The Islamabad trip was for "a very specific and narrow purpose", Sherman said, to talk about Afghanistan and the Taliban, the report said.
"We don't see ourselves building a broad relationship with Pakistan, and we have no interest in returning to the days of hyphenated India-Pakistan," she added. "That's not where we are. That's not where we're going to be."
Sherman's reception in Pakistan the next day was stilted. A planned meeting with Prime Minister Imran Khan never materialized.
Senior Pakistan government officials told the Guardian that there was diplomatic tension between the two countries that needed to be resolved and that Khan was angry that he had still not received a phone call from Joe Biden, the report added.
The decision not to call is intended to be an unambiguous signal of Washington's displeasure with Khan's attitude to Afghanistan.
The cold approach has come as a shock to Islamabad, which had been accustomed to Trump's informal and personal relationship with Khan.
In a recently leaked memo, the foreign minister, Shah Mahmood Qureshi, urged the Pakistani embassy in Washington to get a call arranged between Biden and Khan, the report said.
"In spite of the existing situation in Afghanistan, and the key role played by Pakistan, it is unfortunate that the White House remains indifferent to the Pakistani leadership," the letter said, blaming "the immature understanding of the White House staff".
"You are thus expected to take adequate measures, ensuring that enough diplomatic steps are taken to guarantee the strategic relevance of Pakistan in all diplomatic forums."
The foreign minister insisted the letter was fake but official sources said it was authentic.

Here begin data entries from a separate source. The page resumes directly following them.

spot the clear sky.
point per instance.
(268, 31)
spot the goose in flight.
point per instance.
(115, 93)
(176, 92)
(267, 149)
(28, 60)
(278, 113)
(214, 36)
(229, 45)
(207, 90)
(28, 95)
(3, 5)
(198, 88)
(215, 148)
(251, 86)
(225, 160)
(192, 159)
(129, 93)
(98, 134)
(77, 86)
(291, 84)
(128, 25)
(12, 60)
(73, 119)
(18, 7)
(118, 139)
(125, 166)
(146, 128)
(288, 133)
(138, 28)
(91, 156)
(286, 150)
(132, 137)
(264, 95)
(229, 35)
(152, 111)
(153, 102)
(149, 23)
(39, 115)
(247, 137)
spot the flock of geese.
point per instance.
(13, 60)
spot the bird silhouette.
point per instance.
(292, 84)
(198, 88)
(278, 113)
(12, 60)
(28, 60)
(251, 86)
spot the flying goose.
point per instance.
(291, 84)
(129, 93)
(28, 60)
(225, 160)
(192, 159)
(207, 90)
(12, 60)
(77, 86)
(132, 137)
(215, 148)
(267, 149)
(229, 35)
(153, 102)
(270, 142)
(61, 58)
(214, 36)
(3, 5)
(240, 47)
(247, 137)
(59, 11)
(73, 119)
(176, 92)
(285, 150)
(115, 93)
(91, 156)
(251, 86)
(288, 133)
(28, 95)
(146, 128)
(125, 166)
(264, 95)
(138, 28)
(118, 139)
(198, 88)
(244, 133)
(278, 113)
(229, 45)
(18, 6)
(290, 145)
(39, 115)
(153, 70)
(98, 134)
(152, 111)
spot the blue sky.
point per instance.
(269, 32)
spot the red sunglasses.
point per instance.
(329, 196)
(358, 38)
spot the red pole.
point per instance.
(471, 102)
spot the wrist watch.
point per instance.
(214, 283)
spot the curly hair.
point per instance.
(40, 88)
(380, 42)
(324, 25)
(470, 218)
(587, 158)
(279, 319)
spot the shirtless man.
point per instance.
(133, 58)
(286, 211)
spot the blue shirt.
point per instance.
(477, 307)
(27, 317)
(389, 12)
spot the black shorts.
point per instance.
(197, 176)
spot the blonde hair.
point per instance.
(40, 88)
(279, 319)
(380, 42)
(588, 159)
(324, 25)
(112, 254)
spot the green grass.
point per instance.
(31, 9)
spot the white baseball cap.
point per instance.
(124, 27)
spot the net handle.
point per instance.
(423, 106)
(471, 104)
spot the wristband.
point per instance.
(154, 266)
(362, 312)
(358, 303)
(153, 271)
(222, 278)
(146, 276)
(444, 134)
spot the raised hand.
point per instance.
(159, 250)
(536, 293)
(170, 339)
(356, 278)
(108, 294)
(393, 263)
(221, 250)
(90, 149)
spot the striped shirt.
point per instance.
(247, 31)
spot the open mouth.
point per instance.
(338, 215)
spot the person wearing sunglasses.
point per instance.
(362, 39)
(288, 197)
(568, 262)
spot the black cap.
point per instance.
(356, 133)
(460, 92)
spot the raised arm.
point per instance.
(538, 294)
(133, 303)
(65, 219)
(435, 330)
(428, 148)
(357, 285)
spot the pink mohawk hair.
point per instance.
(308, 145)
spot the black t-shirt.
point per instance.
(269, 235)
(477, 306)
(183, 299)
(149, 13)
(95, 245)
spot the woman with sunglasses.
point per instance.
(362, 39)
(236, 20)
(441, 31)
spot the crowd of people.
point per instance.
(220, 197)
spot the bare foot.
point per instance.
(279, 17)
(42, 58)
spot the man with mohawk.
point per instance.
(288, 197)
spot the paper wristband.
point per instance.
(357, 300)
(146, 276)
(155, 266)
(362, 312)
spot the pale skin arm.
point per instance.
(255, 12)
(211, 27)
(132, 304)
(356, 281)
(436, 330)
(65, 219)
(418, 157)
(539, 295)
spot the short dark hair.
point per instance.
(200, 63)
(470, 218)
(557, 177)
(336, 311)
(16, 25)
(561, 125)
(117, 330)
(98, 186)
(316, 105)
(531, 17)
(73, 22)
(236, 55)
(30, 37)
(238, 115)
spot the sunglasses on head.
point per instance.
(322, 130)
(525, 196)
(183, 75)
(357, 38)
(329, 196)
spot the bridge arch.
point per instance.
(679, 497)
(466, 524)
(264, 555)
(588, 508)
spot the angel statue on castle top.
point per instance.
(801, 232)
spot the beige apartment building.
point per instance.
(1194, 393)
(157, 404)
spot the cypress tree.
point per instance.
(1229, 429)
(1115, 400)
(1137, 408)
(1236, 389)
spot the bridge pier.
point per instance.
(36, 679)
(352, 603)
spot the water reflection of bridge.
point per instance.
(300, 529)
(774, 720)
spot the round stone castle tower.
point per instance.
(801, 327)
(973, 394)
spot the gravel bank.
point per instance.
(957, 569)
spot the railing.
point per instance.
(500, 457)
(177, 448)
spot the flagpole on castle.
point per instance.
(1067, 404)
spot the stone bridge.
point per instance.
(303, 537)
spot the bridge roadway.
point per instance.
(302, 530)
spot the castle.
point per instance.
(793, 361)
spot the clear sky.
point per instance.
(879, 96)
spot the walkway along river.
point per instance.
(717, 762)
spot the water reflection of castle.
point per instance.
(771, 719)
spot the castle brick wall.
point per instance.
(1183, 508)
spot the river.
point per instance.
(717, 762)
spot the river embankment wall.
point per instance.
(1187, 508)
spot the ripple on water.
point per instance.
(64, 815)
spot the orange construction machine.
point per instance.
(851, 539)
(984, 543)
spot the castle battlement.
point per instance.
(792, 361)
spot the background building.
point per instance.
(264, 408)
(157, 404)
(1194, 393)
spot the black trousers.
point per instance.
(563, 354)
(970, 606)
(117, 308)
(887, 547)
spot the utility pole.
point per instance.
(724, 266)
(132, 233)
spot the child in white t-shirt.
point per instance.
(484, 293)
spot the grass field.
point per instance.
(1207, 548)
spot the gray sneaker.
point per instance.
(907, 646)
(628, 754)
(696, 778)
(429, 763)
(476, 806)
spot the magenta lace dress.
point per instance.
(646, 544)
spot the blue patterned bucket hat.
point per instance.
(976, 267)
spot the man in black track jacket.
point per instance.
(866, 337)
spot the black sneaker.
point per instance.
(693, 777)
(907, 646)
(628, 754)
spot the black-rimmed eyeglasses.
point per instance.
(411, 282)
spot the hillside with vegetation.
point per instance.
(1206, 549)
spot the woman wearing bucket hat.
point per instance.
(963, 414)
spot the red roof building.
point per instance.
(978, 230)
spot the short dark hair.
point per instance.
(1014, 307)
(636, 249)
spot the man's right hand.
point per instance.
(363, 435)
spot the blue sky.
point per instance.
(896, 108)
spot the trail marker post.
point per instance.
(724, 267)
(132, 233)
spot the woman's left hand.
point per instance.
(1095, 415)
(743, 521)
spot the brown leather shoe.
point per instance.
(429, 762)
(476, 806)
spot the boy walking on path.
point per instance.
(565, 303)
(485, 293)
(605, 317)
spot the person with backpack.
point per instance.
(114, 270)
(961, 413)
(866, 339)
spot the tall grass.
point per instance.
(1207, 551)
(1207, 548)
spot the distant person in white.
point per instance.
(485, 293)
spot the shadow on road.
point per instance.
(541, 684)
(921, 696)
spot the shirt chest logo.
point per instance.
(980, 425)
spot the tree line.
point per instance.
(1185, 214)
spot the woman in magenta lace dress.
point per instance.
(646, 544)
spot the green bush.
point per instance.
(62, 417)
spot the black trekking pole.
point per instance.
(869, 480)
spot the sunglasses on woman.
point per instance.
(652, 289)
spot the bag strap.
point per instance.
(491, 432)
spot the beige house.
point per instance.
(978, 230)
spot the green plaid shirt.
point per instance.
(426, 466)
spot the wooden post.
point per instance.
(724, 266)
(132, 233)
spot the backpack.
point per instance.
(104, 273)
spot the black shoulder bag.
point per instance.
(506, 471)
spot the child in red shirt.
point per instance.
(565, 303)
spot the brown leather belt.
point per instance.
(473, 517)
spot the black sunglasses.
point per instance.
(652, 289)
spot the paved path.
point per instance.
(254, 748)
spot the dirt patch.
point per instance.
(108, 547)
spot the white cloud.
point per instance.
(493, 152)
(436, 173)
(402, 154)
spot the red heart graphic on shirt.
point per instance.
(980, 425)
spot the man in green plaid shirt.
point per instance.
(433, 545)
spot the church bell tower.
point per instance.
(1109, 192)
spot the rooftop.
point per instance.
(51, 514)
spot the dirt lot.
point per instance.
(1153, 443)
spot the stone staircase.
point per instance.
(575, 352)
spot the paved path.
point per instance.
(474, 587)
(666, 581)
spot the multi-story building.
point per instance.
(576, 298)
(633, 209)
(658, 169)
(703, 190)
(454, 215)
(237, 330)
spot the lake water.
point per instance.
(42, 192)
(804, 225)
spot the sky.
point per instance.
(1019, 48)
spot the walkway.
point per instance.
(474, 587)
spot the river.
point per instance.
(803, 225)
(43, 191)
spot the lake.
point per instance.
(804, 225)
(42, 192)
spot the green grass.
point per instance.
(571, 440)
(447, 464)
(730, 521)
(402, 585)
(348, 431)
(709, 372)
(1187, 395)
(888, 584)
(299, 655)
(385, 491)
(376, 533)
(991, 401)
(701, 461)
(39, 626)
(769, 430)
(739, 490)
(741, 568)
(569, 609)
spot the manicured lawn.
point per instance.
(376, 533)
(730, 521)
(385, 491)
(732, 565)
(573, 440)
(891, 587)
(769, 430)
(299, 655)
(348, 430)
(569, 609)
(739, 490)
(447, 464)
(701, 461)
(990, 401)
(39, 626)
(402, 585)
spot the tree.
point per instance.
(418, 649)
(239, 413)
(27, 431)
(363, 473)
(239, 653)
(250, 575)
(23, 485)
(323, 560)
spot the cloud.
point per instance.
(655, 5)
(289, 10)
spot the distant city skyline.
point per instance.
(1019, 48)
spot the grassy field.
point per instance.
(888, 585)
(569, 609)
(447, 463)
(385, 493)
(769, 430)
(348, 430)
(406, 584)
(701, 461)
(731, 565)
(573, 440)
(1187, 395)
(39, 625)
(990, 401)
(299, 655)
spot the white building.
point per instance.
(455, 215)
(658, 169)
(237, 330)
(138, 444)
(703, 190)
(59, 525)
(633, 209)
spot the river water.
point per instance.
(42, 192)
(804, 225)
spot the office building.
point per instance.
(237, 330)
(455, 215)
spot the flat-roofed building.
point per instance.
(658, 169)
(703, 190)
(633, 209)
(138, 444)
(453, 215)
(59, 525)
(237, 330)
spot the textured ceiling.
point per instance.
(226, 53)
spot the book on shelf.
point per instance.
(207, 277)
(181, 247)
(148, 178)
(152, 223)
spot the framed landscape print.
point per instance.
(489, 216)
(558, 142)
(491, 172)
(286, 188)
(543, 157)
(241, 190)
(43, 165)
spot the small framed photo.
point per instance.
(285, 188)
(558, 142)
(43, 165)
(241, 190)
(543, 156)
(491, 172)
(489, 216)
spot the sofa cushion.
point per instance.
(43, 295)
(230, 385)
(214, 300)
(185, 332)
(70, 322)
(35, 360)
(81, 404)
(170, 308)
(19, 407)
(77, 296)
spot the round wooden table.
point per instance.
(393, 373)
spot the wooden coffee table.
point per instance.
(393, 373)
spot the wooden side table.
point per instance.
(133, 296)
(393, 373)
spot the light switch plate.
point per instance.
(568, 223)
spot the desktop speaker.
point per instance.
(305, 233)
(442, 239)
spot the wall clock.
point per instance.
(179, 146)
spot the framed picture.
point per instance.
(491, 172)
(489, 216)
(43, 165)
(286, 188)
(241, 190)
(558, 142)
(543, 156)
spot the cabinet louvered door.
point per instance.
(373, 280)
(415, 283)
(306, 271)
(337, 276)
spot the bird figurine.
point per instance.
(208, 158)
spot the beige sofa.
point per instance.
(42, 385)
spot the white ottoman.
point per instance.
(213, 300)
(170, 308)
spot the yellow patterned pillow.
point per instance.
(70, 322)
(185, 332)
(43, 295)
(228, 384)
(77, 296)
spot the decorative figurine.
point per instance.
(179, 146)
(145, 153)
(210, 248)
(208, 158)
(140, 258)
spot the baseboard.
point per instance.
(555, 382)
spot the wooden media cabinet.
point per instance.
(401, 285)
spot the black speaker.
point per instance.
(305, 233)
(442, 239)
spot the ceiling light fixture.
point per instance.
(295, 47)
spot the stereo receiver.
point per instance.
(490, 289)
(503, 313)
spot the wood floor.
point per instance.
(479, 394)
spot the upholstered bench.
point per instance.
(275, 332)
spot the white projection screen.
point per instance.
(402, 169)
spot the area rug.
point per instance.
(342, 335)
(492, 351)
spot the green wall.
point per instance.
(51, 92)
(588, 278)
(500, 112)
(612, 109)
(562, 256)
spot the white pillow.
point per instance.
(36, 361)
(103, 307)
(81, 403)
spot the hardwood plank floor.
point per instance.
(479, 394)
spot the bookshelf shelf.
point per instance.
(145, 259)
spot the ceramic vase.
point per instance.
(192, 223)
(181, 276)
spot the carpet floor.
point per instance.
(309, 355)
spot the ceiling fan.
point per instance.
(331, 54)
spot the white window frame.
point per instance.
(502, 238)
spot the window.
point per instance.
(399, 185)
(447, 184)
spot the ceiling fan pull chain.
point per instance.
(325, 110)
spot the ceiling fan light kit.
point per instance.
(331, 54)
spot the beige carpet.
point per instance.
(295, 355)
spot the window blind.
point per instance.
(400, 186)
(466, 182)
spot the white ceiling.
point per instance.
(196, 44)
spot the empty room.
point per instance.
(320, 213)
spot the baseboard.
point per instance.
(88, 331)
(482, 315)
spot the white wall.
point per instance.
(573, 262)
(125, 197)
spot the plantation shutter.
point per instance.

Pakistan has been long accused of playing a double game in the fight against terrorism, on one hand being a supposed ally in the US "war on terror" while also supporting and sponsoring the Taliban, and allowing them to live and regroup on Pakistan soil.
Cyril Almeida, a columnist and analyst, said: "Since 9/11, the US has seen Pakistan through an Afghan prism. Now that Pakistan is perceived to have won another proxy war against a superpower in Afghanistan, the superpower appears to be in no mood to forgive or forget."
"Pakistan is desperate to move on from the past and let bygones be bygones and wants to broaden out its relationship and focus on geo-economics, but from Washington's standpoint, Afghanistan is going to continue to dominate its interests in the region for the foreseeable future," Elizabeth Threlkeld, the director of the South Asia program at the Stimson Center, said, the report added.
Since the Taliban came into power in mid-August, Pakistan has been publicly talking about the future recognition of the Taliban government, which has close ties to Pakistan's powerful military intelligence services, the ISI.
Zahid Hussain, the author of No-Win War: the Paradox of US-Pakistan Relations in Afghanistan's Shadow, said that relations were at their lowest ebb. "There is lack of hope that the relations will get better, as the things are not moving towards rapprochement between both countries. Today, we don't see the strategic relations between the US-Pakistan -- it is only a transactional relation now," he said, the report added.